To build this heterogenous cluster, I have used Dask SpecCluster.

On our workstation we have 16 CPU cores, 1 GPU and 128GB RAM. We want to distribute the resources evenly with the specification:

worker	nthreads	memory	GPU
cpu-0	4	32GB	0
cpu-1	4	32GB	0
cpu-2	4	32GB	0
gpu-0	4	32GB	1

To achieve this in dask I use the following script:

import dask
from dask.distributed import Client, Scheduler, Worker, Nanny, SpecCluster
import multiprocessing
import psutil

# gather device info
cpu_count = multiprocessing.cpu_count()
memory_count = psutil.virtual_memory().total
print("CPU count:", cpu_count)
print("System memory:",memory_count)

specs = {
    "cpu":{
        "scale":3,
        "resources":{
        }
    },
    "gpu":{
        "scale":1,
        "resources":{
            "CUDA_VISIBLE_DEVICES": [0]
        }
    }
}

worker_count = 0
for v in specs.values():
    worker_count += v["scale"]

nthreads = cpu_count//worker_count
memory_limit = int(memory_count*0.9)//worker_count # set to use 90% of the system memory to avoid crashing

print("number of workers:", worker_count)
print("threads per worker:", nthreads)
print("memory limit per worker:", round(memory_limit/(1024*1024*1024),2), "GB")

workers = {}

for k, v in specs.items():
    for i in range(v["scale"]):
        if "CUDA_VISIBLE_DEVICES" in v["resources"].keys():
            workers["{}-{}".format(k,i)] = worker_spec(threads_per_worker=nthreads, memory_limit=memory_limit, CUDA_VISIBLE_DEVICES=v["resources"]["CUDA_VISIBLE_DEVICES"])[0]
        else:
            workers["{}-{}".format(k,i)] = {
                "cls":Nanny,
                "options":{
                    "nthreads": nthreads,
                    "memory_limit": memory_limit
                    }
             }     
            
workers

"""
{'cpu-0': {'cls': distributed.nanny.Nanny,
  'options': {'nthreads': 4, 'memory_limit': 30317854924}},
 'cpu-1': {'cls': distributed.nanny.Nanny,
  'options': {'nthreads': 4, 'memory_limit': 30317854924}},
 'cpu-2': {'cls': distributed.nanny.Nanny,
  'options': {'nthreads': 4, 'memory_limit': 30317854924}},
 'gpu-0': {'cls': distributed.nanny.Nanny,
  'options': {'env': {'CUDA_VISIBLE_DEVICES': '0'},
   'interface': None,
   'protocol': None,
   'nthreads': 4,
   'data': dict,
   'dashboard_address': ':8787',
   'plugins': [<dask_cuda.utils.CPUAffinity at 0x7f35c8ea7880>],
   'silence_logs': True,
   'memory_limit': 134746021888.0,
   'preload': 'dask_cuda.initialize',
   'preload_argv': '--create-cuda-context'}}}
"""


scheduler = {'cls': Scheduler, 'options': {"dashboard_address": ':8787'}}
cluster = SpecCluster(scheduler=scheduler, workers=workers)
client = Client(cluster)
client

In ordinary dask resource manage we suppose to call resources to selectively choose the worker:

# specify the worker for the compute process
with dask.annotate(worker={'GPU': 1}):
    res = dask.compute(*futures)

Can we do a samilar behavior for cuda worker?

It is expected to have 4 CPU affinity to single GPU, but turns out give me the GPU is attached to all the CPU workers.
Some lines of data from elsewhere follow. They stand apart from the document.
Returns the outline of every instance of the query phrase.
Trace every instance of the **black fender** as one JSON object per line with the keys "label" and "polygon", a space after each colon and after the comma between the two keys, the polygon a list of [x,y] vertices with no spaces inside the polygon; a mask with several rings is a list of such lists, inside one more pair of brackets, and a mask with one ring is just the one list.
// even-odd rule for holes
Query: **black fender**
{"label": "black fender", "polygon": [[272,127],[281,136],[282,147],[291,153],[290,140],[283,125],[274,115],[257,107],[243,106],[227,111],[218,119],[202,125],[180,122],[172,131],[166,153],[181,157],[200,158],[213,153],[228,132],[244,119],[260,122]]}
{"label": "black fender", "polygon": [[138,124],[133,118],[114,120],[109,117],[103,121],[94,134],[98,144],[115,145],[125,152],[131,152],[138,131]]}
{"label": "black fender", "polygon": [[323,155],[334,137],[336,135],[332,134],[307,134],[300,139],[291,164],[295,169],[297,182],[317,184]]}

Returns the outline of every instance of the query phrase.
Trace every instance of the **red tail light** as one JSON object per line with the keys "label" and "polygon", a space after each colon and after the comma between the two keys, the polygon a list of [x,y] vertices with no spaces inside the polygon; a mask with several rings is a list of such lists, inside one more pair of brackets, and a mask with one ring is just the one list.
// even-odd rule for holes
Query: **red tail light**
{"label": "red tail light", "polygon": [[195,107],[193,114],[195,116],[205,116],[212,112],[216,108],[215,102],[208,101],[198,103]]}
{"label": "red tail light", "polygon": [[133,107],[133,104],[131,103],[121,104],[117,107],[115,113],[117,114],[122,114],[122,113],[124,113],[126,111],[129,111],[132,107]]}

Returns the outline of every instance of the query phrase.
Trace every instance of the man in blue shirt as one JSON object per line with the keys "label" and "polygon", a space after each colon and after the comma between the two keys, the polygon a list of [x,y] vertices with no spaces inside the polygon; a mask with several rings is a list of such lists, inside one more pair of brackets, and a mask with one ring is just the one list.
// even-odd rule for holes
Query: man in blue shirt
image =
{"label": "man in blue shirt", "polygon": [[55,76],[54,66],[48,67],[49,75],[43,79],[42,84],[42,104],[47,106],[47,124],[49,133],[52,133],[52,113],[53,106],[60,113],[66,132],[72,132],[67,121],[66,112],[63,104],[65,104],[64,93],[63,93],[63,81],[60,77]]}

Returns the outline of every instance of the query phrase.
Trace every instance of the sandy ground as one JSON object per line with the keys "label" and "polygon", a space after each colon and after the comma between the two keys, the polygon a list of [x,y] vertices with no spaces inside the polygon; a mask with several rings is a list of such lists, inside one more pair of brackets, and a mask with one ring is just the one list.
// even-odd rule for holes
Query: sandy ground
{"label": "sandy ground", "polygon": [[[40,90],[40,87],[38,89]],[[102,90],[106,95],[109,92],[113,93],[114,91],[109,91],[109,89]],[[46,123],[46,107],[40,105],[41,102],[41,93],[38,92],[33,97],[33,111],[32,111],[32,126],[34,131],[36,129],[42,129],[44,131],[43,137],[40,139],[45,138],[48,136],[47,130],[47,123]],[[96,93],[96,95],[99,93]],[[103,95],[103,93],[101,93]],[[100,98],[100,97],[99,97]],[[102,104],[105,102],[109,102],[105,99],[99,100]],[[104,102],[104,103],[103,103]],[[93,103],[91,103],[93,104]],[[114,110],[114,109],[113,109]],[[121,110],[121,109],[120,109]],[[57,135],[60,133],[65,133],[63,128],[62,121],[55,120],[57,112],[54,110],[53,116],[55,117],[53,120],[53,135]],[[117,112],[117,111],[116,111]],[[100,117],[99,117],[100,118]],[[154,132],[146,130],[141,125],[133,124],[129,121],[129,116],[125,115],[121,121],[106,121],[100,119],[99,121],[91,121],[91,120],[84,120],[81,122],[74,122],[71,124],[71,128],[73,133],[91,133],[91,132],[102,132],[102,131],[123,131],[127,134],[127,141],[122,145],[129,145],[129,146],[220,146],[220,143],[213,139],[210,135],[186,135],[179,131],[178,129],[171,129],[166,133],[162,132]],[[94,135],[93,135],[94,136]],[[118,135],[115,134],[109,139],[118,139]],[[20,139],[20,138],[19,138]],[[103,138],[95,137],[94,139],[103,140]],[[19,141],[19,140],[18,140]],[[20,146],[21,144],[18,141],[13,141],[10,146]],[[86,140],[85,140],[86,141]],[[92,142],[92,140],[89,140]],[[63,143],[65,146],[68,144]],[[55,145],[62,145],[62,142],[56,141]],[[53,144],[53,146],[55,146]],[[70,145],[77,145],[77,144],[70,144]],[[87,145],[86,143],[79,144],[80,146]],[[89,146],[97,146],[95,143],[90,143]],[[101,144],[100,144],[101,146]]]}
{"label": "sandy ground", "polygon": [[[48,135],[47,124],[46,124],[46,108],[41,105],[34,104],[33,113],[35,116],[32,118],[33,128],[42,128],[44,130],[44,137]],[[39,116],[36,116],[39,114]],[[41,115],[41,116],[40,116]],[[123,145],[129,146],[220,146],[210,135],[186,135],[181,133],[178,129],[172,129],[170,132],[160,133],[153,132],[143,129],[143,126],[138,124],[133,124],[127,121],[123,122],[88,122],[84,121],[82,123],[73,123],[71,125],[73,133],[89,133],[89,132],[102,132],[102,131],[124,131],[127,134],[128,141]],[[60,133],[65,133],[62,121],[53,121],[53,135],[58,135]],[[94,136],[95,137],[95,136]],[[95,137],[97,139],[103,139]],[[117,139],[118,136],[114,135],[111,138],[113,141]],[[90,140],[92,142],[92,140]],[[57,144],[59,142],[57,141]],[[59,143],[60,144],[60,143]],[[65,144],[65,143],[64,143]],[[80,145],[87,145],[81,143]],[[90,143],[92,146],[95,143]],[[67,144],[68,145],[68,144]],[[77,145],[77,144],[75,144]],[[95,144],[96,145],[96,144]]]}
Also memory limit is not applied for the gpu worker

Can dask_cuda build this type of cluster?

The text was updated successfully, but these errors were encountered:

jackyko1991 · 2023-04-14T15:44:47Z

dask-cuda/dask_cuda/worker_spec.py

Line 95 in 590d26a

memory_limit = MEMORY_LIMIT / get_gpu_count()

This line seems will override user-specified per worker memory limit, should that be changed?

quasiben · 2023-04-18T13:21:09Z

Dask-CUDA will probably not handle this kind of automated cluster creation. Instead, we (@jacobtomlinson ) has explored a bit around inferring hardware and auto annotating that cluster in https://github.com/jacobtomlinson/dask-agent

I also played with this idea a bit in rapidsai/cudf#11599 but have since paused these experiments.

What you have above does not seem correct -- I think you are trying to build 5 workers total: 4 CPU and 1 GPU. Is that correct ?

jacobtomlinson · 2023-04-18T16:01:13Z

The Jupyter widget may be incorrectly showing a GPU for non-GPU workers. Although technically there is nothing stopping the regular workers from accessing the GPU so it's not incorrect that they can see the GPU. It might be worth setting CUDA_VISIBLE_DEVICES="" for those workers to obscure the GPU from them, not that it will matter as the annotation will steer GPU tasks to the GPU worker.

jackyko1991 · 2023-04-18T16:55:36Z

@quasiben I have tested to utilize all CPUs only need to use all workers no matter if it is with GPU or not. What I am trying to do here is to have a single GPU worker affinity to some CPU threads so whenever calling the GPU worker it will not infer other CPU processes. This way of setup sometimes provides me with more efficient asynchronized calls of dask tasks.

So should that be 3CPU workers + 1 GPU worker?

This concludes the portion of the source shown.